1g of 0C water takes about 80 calories to turn to ice, and vice versa; with salt water that’s above its freezing point, it will lose so many calories just to convert the ice into water… instead of converting 1g ice to water at the expense of 80 calories, it converts i.e. 2g ice to water, losing 160 calories–meaning a temperature drop. Once the temperature reaches the freezing point, it takes as much energy to melt the ice as it does to freeze the salt water–if the salt water cooled more (by melting the ice), it would itself freeze. This prevents the phase change. Thus the ice keeps melting until the temperature reaches the freezing point of the saline solution, and then slowly melts to maintain it.

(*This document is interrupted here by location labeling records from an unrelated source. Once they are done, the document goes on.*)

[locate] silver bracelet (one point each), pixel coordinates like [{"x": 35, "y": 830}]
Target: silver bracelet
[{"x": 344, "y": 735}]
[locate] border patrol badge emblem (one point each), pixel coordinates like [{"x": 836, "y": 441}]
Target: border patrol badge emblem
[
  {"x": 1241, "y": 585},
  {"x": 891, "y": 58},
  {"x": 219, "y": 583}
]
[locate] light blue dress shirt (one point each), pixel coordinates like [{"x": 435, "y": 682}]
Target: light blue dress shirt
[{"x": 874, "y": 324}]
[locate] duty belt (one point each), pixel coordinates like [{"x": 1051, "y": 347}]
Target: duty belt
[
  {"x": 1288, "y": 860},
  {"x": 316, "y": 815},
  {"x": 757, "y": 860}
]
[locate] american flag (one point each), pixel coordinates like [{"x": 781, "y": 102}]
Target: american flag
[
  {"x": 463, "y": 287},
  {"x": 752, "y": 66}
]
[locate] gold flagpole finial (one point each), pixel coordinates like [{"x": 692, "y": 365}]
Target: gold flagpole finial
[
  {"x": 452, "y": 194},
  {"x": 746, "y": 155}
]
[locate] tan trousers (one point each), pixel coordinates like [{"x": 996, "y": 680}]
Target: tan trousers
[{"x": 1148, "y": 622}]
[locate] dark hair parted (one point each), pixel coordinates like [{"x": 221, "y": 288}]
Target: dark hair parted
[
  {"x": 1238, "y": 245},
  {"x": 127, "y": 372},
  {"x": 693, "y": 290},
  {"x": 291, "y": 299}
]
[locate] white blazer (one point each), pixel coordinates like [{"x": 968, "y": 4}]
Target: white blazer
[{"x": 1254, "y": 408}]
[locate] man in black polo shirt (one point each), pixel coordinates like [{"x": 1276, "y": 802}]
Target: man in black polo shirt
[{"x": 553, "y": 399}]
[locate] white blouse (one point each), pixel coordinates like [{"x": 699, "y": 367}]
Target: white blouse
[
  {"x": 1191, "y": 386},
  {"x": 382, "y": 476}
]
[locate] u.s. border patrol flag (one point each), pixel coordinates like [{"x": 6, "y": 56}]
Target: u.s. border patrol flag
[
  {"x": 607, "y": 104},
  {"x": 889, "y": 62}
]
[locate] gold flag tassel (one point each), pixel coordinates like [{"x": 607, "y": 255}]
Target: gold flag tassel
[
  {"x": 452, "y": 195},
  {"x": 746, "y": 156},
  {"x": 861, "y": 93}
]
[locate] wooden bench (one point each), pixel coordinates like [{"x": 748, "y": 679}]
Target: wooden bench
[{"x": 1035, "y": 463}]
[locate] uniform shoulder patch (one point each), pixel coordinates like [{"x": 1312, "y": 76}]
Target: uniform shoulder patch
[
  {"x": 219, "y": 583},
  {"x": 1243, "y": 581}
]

liquid nitrogen on the other hand freezes things it touches. That’s because its boiling point is -192F. When it boils, it absorbs energy off whatever it touches to phase change to gas from liquid, which is the same direction as solid to liquid. It’ll cool ice to well below freezing because its boiling point is well lower than ice’s freezing point. By contrast, salt water is liquid at the temperature of frozen pure water (i.e. ice is 0C, salt water is liquid at 0C) rather than a gas (it boils above 100C). Because it’s able to melt the ice actively (i.e. by charge interaction with the salt ions, rather than just by temperature), the potential difference causes heat flow into the ice. In other words, this all makes sense; it’s not voodoo magic.
So while you’re at rite-aid buying bags and bags of ice for your ice bath, pick up a sack of Epsom salt too. Dump that in the ice bath and try not to freeze your wort into a solid block.